Una sombra de incertidumbre y miedo se extiende entre la vasta comunidad de migrantes venezolanos en Chile, especialmente aquellos en situación irregular, ante la posibilidad de un giro político radical. Para personas como Suhey García, quien reside en el asentamiento «Nuevo Amanecer» cerca de un antiguo vertedero en Santiago, el temor a ser expulsada es palpable. «Tengo mi vida hecha acá», afirma categóricamente la venezolana de 30 años, cuya familia —incluidos sus hijos de 13, 12 y 8 años— ingresó caminando desde Bolivia por un paso no autorizado en 2020.
Actualmente, a pesar de las recientes restricciones para regularizar su estatus, miles de indocumentados llevan una vida que califican de «relativamente normal». Tienen acceso a servicios de salud básicos y pueden matricular a sus hijos en el sistema educativo público, ofreciéndoles una anhelada «oportunidad» lejos de la crisis venezolana. Logran emplearse, aunque de manera informal, como repartidores, guardias, o jornaleros en el campo y el comercio.
La amenaza de la ultraderecha y el eje inmigración-inseguridad.
Estos beneficios, que han permitido a Suhey y a otros construir una nueva vida, se verían abruptamente interrumpidos si el candidato ultraderechista José Antonio Kast, quien lidera las encuestas en la antesala electoral, llegara al poder. Kast ha centrado gran parte de su campaña en una política de mano dura contra la migración irregular, proponiendo medidas drásticas: detener, expulsar a los sin papeles e impedir su ingreso con un muro y el despliegue de militares en la frontera por donde entró la familia García.

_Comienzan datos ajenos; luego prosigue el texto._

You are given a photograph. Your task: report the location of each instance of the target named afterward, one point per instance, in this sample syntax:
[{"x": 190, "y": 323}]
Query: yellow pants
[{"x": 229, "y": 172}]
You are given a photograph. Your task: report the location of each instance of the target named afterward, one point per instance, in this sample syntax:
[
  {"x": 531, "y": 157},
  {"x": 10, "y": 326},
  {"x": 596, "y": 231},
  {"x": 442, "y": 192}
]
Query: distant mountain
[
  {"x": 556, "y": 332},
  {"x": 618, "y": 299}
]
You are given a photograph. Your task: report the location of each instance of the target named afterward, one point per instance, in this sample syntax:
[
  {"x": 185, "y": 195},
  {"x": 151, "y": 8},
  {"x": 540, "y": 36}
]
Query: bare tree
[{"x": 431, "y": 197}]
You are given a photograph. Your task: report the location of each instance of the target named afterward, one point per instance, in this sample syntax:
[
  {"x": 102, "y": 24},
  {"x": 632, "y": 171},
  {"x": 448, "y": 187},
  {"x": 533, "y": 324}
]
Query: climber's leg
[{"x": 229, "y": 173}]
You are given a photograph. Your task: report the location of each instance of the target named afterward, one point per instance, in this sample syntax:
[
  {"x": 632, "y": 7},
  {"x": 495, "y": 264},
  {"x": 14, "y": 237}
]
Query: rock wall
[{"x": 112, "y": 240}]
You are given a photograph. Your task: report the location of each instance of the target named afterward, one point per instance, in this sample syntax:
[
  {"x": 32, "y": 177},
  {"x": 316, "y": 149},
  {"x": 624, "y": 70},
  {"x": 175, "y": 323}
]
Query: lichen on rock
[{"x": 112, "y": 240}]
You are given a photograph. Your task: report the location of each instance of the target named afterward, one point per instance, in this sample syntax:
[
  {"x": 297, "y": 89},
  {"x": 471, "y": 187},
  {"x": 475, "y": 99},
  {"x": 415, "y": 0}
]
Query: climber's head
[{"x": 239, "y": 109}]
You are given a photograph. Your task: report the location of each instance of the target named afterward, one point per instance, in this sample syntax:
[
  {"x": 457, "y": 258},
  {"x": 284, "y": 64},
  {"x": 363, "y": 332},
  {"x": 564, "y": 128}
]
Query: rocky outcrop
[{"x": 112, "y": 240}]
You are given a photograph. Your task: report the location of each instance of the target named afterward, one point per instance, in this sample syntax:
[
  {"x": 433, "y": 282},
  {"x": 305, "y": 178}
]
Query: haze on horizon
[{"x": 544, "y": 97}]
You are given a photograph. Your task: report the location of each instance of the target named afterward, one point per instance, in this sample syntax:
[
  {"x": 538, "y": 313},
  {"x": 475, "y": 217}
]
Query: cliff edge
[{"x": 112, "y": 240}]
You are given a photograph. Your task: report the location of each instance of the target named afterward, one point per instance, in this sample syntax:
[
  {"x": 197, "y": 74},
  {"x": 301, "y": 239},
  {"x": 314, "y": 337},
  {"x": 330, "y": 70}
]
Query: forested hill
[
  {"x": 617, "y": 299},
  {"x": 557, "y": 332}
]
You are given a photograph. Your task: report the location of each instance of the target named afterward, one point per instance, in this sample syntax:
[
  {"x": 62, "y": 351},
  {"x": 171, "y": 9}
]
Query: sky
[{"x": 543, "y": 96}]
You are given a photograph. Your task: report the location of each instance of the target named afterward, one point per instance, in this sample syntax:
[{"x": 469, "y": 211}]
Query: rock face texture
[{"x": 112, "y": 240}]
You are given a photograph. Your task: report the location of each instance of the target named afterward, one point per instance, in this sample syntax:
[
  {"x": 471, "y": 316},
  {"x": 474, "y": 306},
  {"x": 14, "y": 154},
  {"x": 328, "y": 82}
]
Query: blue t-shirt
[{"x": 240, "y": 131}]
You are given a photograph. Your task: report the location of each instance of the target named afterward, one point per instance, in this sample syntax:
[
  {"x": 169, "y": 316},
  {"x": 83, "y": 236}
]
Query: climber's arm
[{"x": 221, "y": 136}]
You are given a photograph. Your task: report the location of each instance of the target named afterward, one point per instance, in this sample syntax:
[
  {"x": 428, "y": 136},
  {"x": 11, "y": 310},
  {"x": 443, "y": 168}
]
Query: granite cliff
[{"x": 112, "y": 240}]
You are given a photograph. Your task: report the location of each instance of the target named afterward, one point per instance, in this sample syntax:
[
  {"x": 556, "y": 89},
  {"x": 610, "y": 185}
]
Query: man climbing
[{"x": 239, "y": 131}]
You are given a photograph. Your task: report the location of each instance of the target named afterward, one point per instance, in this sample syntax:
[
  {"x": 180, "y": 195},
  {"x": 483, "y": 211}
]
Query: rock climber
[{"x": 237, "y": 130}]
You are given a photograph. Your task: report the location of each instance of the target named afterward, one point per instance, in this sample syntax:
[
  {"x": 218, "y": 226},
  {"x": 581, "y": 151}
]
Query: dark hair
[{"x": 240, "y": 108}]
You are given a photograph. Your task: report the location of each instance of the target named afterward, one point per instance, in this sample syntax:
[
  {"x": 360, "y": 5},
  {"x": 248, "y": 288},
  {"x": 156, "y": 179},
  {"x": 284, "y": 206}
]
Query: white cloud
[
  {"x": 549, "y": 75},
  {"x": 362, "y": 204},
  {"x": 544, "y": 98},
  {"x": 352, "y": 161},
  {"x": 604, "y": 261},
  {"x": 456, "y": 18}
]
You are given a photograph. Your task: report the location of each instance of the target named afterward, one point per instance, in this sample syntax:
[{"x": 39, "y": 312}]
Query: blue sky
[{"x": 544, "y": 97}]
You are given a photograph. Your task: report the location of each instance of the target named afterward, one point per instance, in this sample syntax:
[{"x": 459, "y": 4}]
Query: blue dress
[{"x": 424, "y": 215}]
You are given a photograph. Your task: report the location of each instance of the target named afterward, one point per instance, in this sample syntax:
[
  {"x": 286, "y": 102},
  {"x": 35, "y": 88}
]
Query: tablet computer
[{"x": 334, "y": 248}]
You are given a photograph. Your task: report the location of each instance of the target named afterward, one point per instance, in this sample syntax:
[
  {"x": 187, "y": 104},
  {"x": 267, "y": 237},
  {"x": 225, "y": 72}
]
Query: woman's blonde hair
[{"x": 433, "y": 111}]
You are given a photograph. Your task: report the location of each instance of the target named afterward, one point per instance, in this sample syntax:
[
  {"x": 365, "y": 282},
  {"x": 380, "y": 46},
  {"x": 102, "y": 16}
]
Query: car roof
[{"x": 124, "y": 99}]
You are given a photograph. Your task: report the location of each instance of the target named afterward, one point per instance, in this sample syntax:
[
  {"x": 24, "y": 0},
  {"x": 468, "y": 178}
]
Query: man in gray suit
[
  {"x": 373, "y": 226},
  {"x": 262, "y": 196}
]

La asociación entre inmigración e inseguridad, un eje central de la campaña de Kast, siembra una profunda preocupación. «Me parece injusto porque todos somos seres humanos. Y por lo menos yo no vine a delinquir. ¿Por qué nos meten a todos en un mismo saco?», se pregunta García, reflejando el sentir de una comunidad que huye de la crisis, no de la justicia.
Llamados a la oportunidad y el temor de un «desalojo»
La colombiana Nancy Guevara, quien se quedó en Chile ilegalmente tras un visado de turista en 2024 y ahora vive en Nuevo Amanecer, hace un llamado directo al candidato presidencial: «Tiene que darle como [una] oportunidad a la gente. Darle papeles para que no ande así ilegal». Ella y su pareja, un haitiano con ocho años de indocumentado en el país, han logrado subsistir gracias al trabajo informal.
El miedo trasciende el estatus migratorio. Incluso Wilmer Carvajal, un peruano de 40 años con 13 años de residencia legal, teme que las promesas de la ultraderecha de «echar a los inmigrantes y [desalojar] las tomas (ocupaciones)» se materialicen. «Pero no tenemos otro lado donde ir», se lamenta Carvajal, temiendo que si esto ocurre, miles de familias sean arrojadas a la calle, «con niños y todo», revirtiendo los frágiles avances logrados en el país austral.
La comunidad migrante irregular, estimada en unos 330.000 extranjeros (la mayoría venezolanos), se encuentra en una encrucijada vital, enfrentando la posibilidad de perderlo todo en las urnas.